Solution Structure of the Actinorhodin Polyketide Synthase Acyl Carrier Protein from Streptomyces coelicolor A3(2),

Abstract

The solution structure of the actinorhodin acyl carrier protein (act apo-ACP) from the polyketide synthase (PKS) of Streptomyces coelicolor A3(2) has been determined using ¹H NMR spectroscopy, representing the first polyketide synthase component for which detailed structural information has been obtained. Twenty-four structures were generated by simulated annealing, employing 699 distance restraints and 94 dihedral angle restraints. The structure is composed, principally, of three major helices (1, 2, and 4), a shorter helix (3) and a large loop region separating helices 1 and 2. The structure is well-defined, except for a portion of the loop region (residues 18−29), the N-terminus (1−4), and a short stretch (57−61) in the loop connecting helices 2 and 3. The RMS distribution of the 24 structures about the average structure is 1.47 Å for backbone atoms, 1.84 Å for all heavy atoms (residues 5−86), and 1.01 Å for backbone atoms over the helical regions (5−18, 41−86). The tertiary fold of act apo-ACP shows a strong structural homology with Escherichia coli fatty acid synthase (FAS) ACP, though some structural differences exist.
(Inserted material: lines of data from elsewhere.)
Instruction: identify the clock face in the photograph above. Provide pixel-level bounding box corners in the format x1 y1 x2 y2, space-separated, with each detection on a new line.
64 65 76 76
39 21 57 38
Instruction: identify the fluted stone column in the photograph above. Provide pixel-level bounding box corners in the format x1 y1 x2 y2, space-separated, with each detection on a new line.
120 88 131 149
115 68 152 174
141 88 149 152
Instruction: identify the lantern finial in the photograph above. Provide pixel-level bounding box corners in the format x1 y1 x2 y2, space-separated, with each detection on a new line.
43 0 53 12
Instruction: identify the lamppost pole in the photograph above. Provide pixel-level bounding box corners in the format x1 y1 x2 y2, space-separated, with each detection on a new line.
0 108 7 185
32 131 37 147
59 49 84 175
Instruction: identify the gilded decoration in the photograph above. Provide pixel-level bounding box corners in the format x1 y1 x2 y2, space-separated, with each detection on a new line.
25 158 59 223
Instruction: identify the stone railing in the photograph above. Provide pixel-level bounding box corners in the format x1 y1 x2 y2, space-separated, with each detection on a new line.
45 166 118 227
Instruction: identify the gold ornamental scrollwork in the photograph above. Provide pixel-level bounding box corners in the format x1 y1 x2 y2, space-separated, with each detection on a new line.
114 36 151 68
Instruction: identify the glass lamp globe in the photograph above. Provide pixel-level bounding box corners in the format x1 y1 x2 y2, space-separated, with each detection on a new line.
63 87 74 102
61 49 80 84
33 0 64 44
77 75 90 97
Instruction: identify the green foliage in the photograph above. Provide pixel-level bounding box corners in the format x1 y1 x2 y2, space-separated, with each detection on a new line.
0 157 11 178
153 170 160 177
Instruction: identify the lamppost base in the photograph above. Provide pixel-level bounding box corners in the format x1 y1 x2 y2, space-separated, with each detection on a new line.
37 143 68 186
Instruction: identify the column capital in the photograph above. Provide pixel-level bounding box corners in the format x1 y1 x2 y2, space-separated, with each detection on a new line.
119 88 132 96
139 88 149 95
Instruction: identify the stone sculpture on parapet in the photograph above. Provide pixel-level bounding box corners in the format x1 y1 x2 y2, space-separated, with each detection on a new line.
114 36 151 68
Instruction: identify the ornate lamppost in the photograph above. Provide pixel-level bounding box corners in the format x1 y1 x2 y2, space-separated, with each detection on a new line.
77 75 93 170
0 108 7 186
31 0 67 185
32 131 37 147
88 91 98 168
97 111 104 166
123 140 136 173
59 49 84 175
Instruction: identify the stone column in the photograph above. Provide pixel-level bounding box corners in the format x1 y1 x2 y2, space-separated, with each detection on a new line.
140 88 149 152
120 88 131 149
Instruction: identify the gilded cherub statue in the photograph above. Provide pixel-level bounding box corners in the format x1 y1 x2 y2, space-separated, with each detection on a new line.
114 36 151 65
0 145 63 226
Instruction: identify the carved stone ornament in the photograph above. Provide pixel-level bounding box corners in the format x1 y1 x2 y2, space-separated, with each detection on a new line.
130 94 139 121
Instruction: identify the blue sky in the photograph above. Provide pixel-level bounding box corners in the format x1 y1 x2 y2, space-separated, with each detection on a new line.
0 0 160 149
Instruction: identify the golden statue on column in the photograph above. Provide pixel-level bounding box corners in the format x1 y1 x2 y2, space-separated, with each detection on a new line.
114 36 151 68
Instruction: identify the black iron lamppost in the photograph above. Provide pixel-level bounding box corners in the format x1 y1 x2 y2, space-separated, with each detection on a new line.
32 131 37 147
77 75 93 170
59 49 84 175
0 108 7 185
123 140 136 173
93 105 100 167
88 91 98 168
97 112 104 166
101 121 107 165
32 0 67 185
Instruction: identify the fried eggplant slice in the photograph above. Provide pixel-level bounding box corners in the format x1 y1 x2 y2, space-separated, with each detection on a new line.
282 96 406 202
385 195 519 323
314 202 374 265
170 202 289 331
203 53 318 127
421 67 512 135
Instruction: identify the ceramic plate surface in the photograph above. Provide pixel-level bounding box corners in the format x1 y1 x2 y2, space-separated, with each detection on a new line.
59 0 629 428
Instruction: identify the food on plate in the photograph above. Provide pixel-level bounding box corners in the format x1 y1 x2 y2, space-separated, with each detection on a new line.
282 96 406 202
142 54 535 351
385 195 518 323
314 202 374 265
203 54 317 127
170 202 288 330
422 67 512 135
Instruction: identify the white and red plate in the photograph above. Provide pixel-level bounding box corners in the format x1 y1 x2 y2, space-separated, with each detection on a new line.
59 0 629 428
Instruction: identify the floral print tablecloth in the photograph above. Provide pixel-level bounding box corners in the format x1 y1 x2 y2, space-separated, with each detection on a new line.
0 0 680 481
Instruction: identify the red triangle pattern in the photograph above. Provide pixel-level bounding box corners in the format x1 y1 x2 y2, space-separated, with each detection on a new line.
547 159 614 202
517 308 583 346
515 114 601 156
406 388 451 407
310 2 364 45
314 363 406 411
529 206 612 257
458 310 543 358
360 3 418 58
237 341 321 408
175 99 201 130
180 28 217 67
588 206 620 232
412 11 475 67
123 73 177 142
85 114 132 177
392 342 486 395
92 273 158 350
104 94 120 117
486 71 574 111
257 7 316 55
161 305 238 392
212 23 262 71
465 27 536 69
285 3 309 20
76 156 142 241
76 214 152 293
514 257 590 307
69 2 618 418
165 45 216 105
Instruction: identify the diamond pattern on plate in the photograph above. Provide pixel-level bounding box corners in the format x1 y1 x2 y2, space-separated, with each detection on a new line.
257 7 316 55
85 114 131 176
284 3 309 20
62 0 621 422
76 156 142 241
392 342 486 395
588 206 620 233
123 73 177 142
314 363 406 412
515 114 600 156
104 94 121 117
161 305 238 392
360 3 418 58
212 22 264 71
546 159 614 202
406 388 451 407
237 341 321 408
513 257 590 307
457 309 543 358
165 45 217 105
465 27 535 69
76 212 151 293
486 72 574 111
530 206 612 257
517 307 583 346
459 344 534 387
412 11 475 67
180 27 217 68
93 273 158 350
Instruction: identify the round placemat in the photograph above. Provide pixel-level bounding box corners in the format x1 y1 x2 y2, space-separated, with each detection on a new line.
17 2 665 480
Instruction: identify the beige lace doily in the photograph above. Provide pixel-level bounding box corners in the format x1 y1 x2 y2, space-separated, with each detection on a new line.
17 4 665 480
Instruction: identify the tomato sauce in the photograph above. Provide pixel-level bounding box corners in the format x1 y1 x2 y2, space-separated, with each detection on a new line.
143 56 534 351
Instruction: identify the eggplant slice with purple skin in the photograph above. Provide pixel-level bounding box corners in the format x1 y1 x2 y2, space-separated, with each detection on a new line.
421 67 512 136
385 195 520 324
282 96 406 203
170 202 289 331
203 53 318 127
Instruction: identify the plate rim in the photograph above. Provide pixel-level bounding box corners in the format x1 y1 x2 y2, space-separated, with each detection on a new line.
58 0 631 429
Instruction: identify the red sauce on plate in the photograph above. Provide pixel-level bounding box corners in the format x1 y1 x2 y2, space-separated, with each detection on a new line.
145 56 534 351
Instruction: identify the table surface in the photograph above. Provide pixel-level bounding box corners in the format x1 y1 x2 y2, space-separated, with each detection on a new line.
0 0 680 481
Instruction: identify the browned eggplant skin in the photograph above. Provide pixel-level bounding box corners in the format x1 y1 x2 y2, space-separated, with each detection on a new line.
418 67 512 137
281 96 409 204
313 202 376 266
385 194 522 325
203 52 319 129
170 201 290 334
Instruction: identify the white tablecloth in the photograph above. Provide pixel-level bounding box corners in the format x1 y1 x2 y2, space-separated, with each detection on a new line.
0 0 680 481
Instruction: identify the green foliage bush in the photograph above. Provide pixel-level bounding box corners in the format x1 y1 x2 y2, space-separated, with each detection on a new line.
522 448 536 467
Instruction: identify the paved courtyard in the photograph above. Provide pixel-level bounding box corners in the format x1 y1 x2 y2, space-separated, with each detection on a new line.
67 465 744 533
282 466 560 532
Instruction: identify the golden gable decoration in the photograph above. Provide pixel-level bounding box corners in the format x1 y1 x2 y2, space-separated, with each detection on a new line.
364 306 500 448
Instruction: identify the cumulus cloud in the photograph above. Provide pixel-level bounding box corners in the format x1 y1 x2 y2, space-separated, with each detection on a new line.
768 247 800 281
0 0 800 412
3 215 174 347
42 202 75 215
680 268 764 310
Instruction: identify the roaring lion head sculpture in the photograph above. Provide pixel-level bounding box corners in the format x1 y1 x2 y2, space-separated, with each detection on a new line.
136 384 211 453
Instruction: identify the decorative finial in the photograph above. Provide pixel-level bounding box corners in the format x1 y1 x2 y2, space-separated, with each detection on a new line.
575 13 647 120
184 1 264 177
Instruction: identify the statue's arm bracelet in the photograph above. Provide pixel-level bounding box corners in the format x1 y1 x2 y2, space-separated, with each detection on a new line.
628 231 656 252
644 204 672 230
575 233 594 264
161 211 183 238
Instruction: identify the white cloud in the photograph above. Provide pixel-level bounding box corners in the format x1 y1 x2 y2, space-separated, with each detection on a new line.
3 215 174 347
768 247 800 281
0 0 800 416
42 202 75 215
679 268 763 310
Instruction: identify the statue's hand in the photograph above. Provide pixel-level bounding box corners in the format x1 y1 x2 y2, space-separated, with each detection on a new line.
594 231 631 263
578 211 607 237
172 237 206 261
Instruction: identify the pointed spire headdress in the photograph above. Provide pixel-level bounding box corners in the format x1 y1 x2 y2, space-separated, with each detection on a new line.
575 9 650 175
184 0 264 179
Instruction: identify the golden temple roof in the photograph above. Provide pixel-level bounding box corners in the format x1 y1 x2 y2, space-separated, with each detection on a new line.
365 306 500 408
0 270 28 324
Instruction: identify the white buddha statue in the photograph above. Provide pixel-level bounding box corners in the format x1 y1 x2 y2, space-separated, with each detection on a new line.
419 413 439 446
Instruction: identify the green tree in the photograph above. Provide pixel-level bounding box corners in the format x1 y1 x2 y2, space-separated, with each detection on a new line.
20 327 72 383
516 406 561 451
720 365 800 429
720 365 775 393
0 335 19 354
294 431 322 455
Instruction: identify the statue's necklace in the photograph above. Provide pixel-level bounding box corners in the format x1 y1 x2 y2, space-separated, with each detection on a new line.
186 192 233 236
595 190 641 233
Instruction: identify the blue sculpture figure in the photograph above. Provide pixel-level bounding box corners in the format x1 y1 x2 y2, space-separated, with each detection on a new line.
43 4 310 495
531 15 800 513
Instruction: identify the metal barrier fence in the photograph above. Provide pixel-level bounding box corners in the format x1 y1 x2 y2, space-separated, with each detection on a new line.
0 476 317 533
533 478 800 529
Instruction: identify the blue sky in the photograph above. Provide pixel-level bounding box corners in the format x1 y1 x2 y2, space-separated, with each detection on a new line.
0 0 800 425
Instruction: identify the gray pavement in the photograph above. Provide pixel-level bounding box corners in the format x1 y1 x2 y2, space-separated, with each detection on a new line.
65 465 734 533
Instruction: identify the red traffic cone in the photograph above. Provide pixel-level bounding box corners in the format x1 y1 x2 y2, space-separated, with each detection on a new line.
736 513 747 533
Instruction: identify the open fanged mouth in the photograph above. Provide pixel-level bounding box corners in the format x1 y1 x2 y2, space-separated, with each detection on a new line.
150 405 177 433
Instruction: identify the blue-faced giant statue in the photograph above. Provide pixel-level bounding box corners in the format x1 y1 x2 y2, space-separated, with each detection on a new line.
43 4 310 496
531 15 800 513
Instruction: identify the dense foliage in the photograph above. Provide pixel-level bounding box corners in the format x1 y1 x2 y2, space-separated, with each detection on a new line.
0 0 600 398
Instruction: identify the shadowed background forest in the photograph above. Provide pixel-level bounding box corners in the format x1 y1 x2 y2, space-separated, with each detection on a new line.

First, there is no evidence that act apo-ACP is conformationally averaged between two or more states as observed in E. coli FAS ACP. Second, act apo-ACP shows a disordered N-terminus (residues 1−4) and a longer flexible loop (19−41 with 19−29 disordered) as opposed to E. coli FAS ACP where the N-terminal helix starts at residue 3 and the loop region is three amino acids shorter (16−35). Most importantly, however, although the act apo-ACP structure contains a hydrophobic core, there are in addition a number of buried hydrophilic groups, principally Arg72 and Asn79, both of which are 100% conserved in the PKS ACPs and not the FAS ACPs and may therefore play a role in stabilizing the growing polyketide chain. The structure−function relationship of act ACP is discussed in the light of these structural data and recent genetic advances in the field.